When you’re testing, it’s important to have a specific goal. You’re trying to move the needle on response rate, average gift, frequency, retention, etc. Or, start smaller: Do you want more people to open your emails? Do you need to increase the number of responses to your postcard?

Don’t test until you know what area of the program you want to impact. Do some research, develop your hypothesis, and use it as an anchor to create your test.

2. Focus on One Variable

Testing takes time. If you change too many things from one iteration to the next, you’ll have no way to pinpoint which variable led to the improved response or decreased performance. So, only test one thing at a time. Ideally, the variable you focus on should be directly related to your goal. For example, you can test:

  • Email subject line
  • Plain text vs graphic design
  • The use and type of photos
  • The outer envelope
  • Calls to action
  • Font sizes
variables listed above

If you have the budget, you can consider multi-variate testing. However, you would need an analyst to set up the testing and interpret the results.

3. Aim for Significance

Because testing involves cost and risk, it’s critical to set up your testing appropriately. This will yield statistically significant results that can be acted upon.

Universe size will be important. The larger the test sample, the more statistical confidence you will have in your results. It’s also important to establish a control panel of similar makeup (volume and segmentation) so you can measure the test results against it. If you aren’t sure what size test sample you need, use an online calculation tool.

4. Account for Cost

When evaluating results (especially on a net impact), be sure you are using rollout costs since the test cost per piece can be much higher. Also, there are different ways to approach testing depending on your budget and your hypothesis:

  • Low-Cost, High-Impact Testing: This is done within the same housing of the package and can be something as simple as a gift array test (if you are trying to drive up the average gift size). This is a low-cost to implement. If you hit and it works, you’ve essentially increased your average gift.
  • High-Cost, High-Impact Testing: This type of testing typically results in a breakthrough. It costs more, but the upside could be significant if and when you hit.

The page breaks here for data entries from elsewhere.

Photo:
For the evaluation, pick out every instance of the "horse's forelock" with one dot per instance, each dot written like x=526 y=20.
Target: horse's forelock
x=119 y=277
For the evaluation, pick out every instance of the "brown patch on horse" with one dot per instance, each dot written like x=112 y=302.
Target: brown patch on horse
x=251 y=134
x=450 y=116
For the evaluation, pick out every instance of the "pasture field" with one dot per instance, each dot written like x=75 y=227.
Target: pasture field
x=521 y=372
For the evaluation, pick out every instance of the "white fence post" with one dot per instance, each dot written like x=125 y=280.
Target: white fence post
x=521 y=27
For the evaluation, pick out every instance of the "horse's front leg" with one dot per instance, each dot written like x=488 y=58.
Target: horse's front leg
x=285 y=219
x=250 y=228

5. Target the Right Audience

The list you use — whether for direct mail, email, or social media targeting — will directly impact the success of your campaign. You might start by sending the same message to your entire list but then assess the responses and look for trends.

To save some time (and money), lean on what others have found about generational preferences. For instance, a study by the U.S. Postal Service showed that 75% of millennials said they feel special when they receive personal mail. This will allow you to do some segmenting from the beginning so you can focus on other variables.

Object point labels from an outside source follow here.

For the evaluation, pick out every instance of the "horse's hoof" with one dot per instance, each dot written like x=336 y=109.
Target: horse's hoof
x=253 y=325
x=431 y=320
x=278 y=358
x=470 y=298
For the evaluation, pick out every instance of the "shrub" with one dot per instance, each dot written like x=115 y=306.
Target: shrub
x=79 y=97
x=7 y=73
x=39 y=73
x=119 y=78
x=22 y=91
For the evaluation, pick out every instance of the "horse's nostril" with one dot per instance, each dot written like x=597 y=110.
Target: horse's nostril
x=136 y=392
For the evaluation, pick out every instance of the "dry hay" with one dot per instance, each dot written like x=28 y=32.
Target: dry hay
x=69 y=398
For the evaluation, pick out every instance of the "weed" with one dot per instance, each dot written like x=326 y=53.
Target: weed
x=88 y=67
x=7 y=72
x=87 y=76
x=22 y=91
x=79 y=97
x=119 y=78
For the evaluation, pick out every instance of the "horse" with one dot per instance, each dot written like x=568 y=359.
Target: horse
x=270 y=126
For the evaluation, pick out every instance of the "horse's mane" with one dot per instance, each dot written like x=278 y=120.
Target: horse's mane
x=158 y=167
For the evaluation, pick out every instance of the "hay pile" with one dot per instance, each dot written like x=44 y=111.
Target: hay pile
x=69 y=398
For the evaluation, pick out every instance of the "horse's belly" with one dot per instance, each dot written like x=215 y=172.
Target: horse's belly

6. Don’t Be Afraid to Lose

Keep in mind that not every test will be a winner. In fact, more often than not, the test loses against your tried-and-true control package. But testing is still worthwhile because, when you do find a winner, the positive impact on your program can be exponential. You may even be able to carry your findings across more than one campaign.

Direct Response Testing Samples

A National Disease Research Foundation Tests Urgency Language

With a goal in mind, our team tested the power of urgent language on carrier envelopes for a national disease research foundation. Our first appeal saw a 10.3% increase in response rate, and our second test saw an even greater improvement with a 20% increase. Personalization is important, but urgency can be a game-changer for fundraising success.

Test – Urgency language

A Faith-based Arts and Culture Organization Tests a Low-Dollar Ask Array

Working with a faith-based arts and culture organization, we tested a theory with a lower dollar ask array. Our test array consisted of $20, $30, $50, and an open-ended amount, while our control array was $20, $40, and $60. Despite the uncertain economic climate, we saw a significant 8% lift in response rate with the test array, and the average gift remained consistent. The results show that sometimes, asking for less can lead to more generosity.

A Regional Healthcare Network Tests Suggested Ask and Personalization

We tested our fundraising tactics for a regional healthcare network by experimenting with a circled mid-ask on an envelope and adding personalized name labels. The results were impressive, with a 50% increase in response rate, albeit with a small sample size. The average gift remained consistent at around $35 for the test and $39 for the control.